In the following example from here

#include<stdio.h>

char** func1_Str();
char** func2_Str();

int main(void)
{
    char **ptr1 = NULL;
    char **ptr2 = NULL;

    ptr1 = func1_Str();
    printf("\n [%s] :: func1_Str() address = [%p], its returned address is [%p]\n",*ptr1,(void*)func1_Str,(void*)ptr1);

    ptr2 = func2_Str();
    printf("\n [%s] :: func2_Str()address = [%p], its returned address is [%p]\n",*ptr2,(void*)func2_Str,(void*)ptr2);

    printf("\n [%s] [%p]\n",*ptr1,(void*)ptr1);

    return 0;
}

char** func1_Str()
{
    char *p = "Linux";
    return &p;
}

char** func2_Str()
{
    char *p = "Windows";
    return &p;
}

Output:

$ ./static 

 [Linux] :: func1_Str() address = [0x4005d5], its returned address is [0x7fff705e9378]

 [Windows] :: func2_Str()address = [0x4005e7], its returned address is [0x7fff705e9378]

 [Windows] [0x7fff705e9378]
$

Why would func1_Str() and func2_Str() use the same address for initializing char *p? Does it have something to do with the fact that the pointers are named equally?

Answer 1

If you enable some warnings for your code, a good compiler will warn you that you are "returning the address of a local variable" (or something like that).

char** func1_Str()
{
    char *p = "Linux";
    return &p;
}

In this example, p is located on the stack, and initialized with the address of the constant string "Linux". You are then returning the address of p on the stack, and immediately after that, the stack pointer is reset when the function returns to the caller. When you then call func2_Str, the same location on the stack is then reused p in func2_Str. The stack is like a stack of plates in a kitchen, you put new ones on when you call into a function, you take the off again when returning.

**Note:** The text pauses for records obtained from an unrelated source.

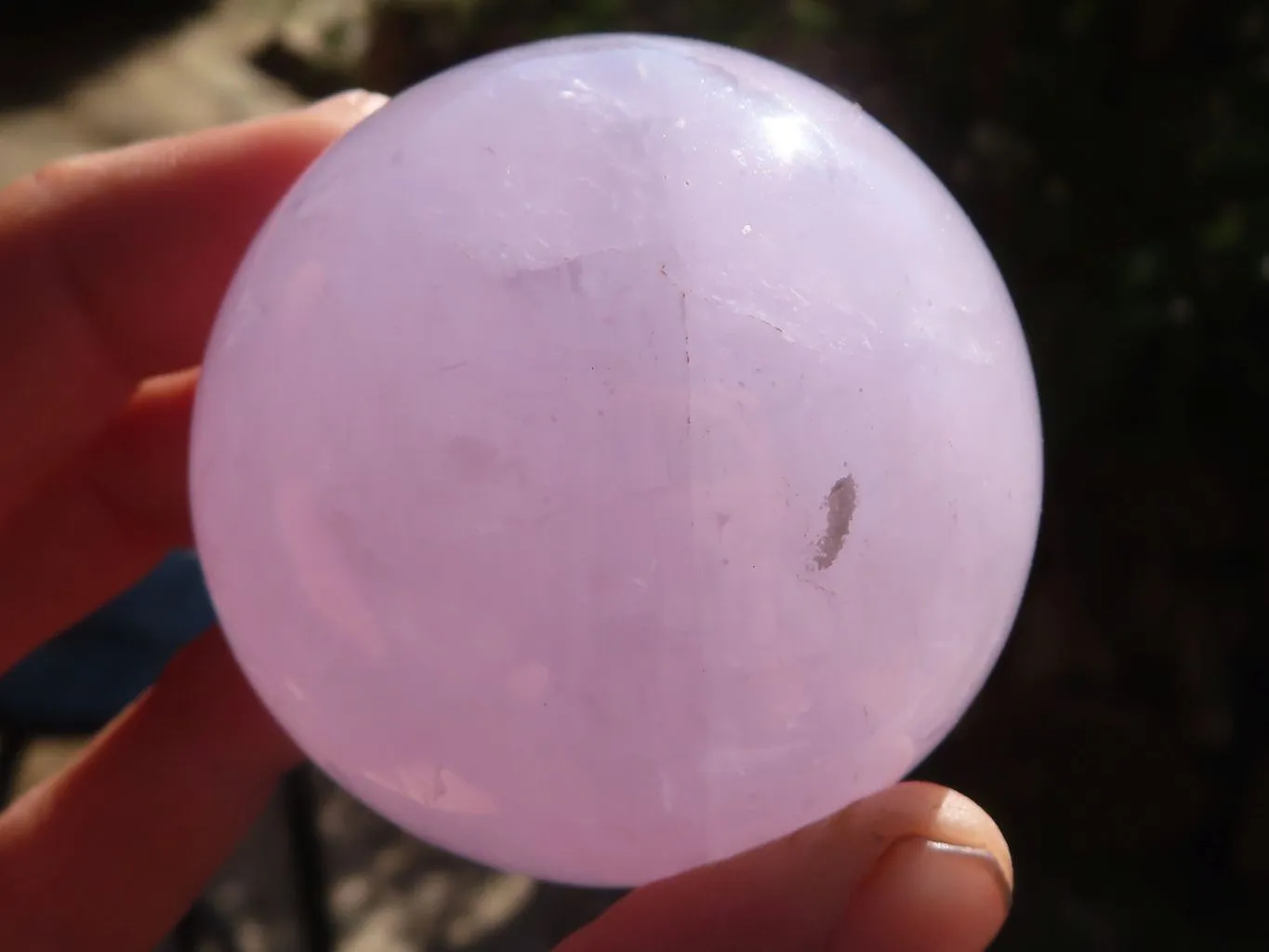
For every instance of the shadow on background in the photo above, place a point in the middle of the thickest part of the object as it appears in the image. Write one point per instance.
(1116, 156)
(46, 46)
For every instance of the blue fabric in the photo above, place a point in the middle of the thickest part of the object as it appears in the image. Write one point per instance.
(83, 678)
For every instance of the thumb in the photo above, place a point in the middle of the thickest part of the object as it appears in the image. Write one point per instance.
(914, 868)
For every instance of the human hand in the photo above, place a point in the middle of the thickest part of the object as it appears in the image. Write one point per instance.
(113, 267)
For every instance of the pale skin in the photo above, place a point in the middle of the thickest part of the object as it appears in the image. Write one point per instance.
(112, 268)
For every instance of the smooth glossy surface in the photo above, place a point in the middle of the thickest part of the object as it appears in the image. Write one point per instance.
(615, 454)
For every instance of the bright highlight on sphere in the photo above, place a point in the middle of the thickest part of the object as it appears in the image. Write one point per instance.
(615, 454)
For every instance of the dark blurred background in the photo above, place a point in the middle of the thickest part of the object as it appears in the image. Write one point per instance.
(1116, 156)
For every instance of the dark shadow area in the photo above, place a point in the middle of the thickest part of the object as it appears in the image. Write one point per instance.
(47, 46)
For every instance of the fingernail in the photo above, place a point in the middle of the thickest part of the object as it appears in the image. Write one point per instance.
(353, 104)
(928, 895)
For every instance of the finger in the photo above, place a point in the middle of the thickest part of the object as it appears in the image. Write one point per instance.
(111, 853)
(103, 523)
(113, 267)
(914, 868)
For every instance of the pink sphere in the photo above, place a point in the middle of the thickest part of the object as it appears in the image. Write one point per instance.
(615, 454)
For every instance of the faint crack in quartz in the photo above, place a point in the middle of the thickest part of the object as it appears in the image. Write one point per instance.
(840, 504)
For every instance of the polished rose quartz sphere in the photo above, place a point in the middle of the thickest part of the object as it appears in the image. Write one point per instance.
(615, 454)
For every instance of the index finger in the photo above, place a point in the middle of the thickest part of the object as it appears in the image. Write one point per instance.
(113, 267)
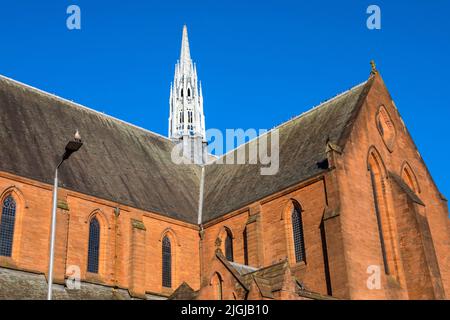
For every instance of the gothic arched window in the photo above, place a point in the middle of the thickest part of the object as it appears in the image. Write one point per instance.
(7, 221)
(94, 246)
(386, 127)
(229, 246)
(166, 263)
(297, 228)
(380, 187)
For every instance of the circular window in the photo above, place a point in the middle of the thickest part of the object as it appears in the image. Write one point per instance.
(386, 128)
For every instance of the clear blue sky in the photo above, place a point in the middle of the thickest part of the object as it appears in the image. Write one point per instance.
(260, 62)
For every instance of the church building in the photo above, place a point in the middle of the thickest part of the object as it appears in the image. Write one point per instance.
(352, 213)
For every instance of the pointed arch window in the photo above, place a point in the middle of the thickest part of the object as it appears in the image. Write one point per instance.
(386, 127)
(229, 246)
(7, 221)
(297, 229)
(94, 246)
(166, 263)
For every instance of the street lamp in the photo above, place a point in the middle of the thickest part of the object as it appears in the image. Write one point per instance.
(71, 147)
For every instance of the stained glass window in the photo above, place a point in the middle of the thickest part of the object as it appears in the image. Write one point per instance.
(297, 227)
(94, 246)
(7, 221)
(166, 263)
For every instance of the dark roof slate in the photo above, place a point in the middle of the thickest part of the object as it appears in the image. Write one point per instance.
(20, 285)
(302, 147)
(132, 166)
(118, 161)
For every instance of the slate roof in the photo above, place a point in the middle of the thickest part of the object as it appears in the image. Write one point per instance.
(20, 285)
(118, 161)
(132, 166)
(302, 149)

So, yes, you'll get the same address for both of your pointers, and because of that, anything they point to will be the same as well, of course.

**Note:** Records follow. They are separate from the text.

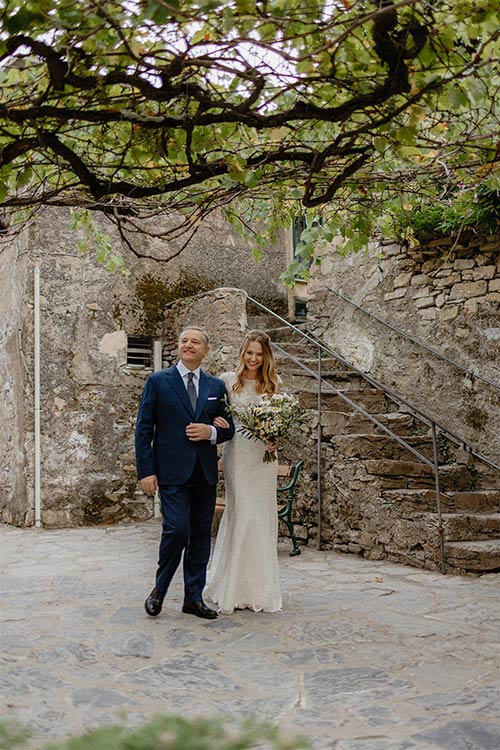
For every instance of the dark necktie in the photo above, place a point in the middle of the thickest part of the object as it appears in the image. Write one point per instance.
(192, 391)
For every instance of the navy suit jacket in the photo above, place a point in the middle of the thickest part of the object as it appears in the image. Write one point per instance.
(161, 445)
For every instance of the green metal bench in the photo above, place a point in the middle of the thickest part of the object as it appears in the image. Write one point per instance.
(285, 504)
(285, 508)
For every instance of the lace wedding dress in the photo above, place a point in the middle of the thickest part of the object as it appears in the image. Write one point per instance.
(243, 573)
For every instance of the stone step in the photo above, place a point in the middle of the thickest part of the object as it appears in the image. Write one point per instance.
(299, 347)
(474, 556)
(461, 527)
(284, 333)
(414, 475)
(366, 447)
(263, 321)
(342, 422)
(370, 399)
(411, 501)
(330, 367)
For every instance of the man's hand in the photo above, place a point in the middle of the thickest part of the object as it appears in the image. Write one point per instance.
(198, 431)
(149, 484)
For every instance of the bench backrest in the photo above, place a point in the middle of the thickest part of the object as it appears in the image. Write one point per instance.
(284, 470)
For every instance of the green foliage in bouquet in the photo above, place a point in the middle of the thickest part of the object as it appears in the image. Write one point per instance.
(269, 419)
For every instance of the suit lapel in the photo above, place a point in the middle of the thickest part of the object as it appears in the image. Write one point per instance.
(179, 387)
(202, 394)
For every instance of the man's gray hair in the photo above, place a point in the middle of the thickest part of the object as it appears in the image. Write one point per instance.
(195, 328)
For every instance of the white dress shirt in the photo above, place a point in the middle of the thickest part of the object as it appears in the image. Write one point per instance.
(183, 372)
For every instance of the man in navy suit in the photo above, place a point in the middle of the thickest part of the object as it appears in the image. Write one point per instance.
(176, 453)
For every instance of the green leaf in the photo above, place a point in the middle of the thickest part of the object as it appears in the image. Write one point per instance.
(24, 177)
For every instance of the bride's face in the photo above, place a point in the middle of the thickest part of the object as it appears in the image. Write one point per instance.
(253, 357)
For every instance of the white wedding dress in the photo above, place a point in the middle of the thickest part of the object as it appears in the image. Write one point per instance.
(243, 573)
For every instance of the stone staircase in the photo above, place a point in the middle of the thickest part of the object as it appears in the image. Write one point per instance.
(379, 500)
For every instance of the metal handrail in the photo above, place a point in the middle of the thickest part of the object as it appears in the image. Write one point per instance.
(470, 373)
(416, 411)
(395, 397)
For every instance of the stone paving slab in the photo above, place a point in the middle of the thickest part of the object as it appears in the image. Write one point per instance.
(364, 656)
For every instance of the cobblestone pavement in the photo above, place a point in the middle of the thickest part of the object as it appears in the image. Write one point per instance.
(365, 655)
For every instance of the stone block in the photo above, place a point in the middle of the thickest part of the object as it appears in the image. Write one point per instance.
(483, 259)
(471, 306)
(428, 313)
(423, 291)
(403, 279)
(448, 313)
(421, 279)
(469, 289)
(462, 264)
(429, 265)
(424, 302)
(397, 294)
(448, 280)
(485, 272)
(392, 249)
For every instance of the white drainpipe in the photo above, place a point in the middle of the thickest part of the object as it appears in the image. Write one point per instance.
(157, 365)
(36, 385)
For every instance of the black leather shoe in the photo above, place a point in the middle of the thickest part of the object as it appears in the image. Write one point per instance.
(200, 610)
(154, 602)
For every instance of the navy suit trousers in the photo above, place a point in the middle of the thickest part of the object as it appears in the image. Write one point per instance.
(187, 521)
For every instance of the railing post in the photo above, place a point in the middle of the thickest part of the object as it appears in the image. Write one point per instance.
(318, 452)
(438, 499)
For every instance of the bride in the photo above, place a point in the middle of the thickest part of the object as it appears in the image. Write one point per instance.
(243, 573)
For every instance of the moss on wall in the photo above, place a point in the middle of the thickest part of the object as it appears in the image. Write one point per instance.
(152, 296)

The name of the variable has nothing to do with it (as you would have found out if you tried the simple experiment of renaming one of them to something else). You could also do something like this:

char** func1_Str()
{
    char *q = "Windows";
    char *p = "Linux";
    return &p;
}

And you'd (probably) see that p's value has changed, because we now need another four bytes.

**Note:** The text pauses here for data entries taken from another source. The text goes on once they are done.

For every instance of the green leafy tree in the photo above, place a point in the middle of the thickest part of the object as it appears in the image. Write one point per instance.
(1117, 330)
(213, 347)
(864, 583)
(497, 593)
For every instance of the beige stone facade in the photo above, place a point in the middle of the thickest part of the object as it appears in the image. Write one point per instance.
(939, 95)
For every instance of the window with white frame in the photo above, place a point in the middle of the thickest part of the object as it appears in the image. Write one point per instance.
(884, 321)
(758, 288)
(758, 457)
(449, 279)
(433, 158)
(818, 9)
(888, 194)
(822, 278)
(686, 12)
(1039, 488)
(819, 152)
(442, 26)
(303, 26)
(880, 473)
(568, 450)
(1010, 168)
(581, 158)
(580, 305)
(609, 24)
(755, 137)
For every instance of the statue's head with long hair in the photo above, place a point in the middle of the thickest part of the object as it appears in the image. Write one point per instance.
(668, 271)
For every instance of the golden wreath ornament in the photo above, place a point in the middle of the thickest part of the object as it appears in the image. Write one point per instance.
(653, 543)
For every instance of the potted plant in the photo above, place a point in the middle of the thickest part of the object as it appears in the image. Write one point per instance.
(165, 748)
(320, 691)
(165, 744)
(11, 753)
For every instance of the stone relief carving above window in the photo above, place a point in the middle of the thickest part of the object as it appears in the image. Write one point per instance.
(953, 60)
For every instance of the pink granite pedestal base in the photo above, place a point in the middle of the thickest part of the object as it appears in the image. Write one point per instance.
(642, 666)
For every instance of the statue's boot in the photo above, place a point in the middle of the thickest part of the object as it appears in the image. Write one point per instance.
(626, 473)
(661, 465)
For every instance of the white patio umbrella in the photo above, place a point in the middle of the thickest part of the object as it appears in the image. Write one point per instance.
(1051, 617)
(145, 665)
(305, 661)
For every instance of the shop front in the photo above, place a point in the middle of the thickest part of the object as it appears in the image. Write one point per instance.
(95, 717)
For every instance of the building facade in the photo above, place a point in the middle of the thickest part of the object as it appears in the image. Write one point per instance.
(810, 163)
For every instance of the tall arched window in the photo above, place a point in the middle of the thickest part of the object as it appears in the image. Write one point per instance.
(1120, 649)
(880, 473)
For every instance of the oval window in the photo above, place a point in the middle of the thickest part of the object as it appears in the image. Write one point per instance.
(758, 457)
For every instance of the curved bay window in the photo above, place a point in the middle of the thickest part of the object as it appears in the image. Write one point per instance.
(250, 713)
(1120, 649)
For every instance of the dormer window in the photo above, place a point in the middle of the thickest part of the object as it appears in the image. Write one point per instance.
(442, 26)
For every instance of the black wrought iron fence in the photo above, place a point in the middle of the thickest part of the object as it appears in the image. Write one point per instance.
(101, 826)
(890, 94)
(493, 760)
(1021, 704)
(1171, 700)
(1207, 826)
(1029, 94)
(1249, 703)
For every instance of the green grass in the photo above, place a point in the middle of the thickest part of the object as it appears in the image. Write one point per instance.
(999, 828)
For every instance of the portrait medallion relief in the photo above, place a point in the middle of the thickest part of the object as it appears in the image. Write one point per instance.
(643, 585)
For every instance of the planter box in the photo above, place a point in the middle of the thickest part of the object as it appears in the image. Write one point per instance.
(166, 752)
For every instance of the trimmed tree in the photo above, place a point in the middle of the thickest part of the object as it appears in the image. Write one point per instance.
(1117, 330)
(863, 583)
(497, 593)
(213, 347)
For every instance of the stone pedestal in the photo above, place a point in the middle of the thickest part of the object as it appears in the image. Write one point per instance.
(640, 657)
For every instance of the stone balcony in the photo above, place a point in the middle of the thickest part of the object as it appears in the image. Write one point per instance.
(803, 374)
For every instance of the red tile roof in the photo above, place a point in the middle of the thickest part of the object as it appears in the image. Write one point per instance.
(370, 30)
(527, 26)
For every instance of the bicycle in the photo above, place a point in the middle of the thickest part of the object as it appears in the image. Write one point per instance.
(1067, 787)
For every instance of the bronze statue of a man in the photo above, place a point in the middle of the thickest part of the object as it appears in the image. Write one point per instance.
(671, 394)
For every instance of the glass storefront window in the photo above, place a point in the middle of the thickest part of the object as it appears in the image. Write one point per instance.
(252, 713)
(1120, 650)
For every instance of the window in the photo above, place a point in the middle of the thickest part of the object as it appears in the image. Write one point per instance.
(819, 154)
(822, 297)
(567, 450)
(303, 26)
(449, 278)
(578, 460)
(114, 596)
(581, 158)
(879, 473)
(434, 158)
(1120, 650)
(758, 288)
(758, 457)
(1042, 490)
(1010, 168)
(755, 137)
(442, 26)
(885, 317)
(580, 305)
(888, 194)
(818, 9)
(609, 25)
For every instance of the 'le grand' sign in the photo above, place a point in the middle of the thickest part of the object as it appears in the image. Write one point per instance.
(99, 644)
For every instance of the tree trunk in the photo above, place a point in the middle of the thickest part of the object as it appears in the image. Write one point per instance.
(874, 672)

(I also find it rather amazing that your system gets EXACTLY the same address as the example in the link - are you actually compiling this yourself, or just copying and pasting from the site) (Of course, if you had actually read the text on the site you linked, you would have understood that)

Answer 2

It so happens that that the stack memory requirements for func1_Str and func2_Str are exactly the same. As a result, the memory location used for p in func1_Str happened to coincide with the memory location used for p in func2_Str.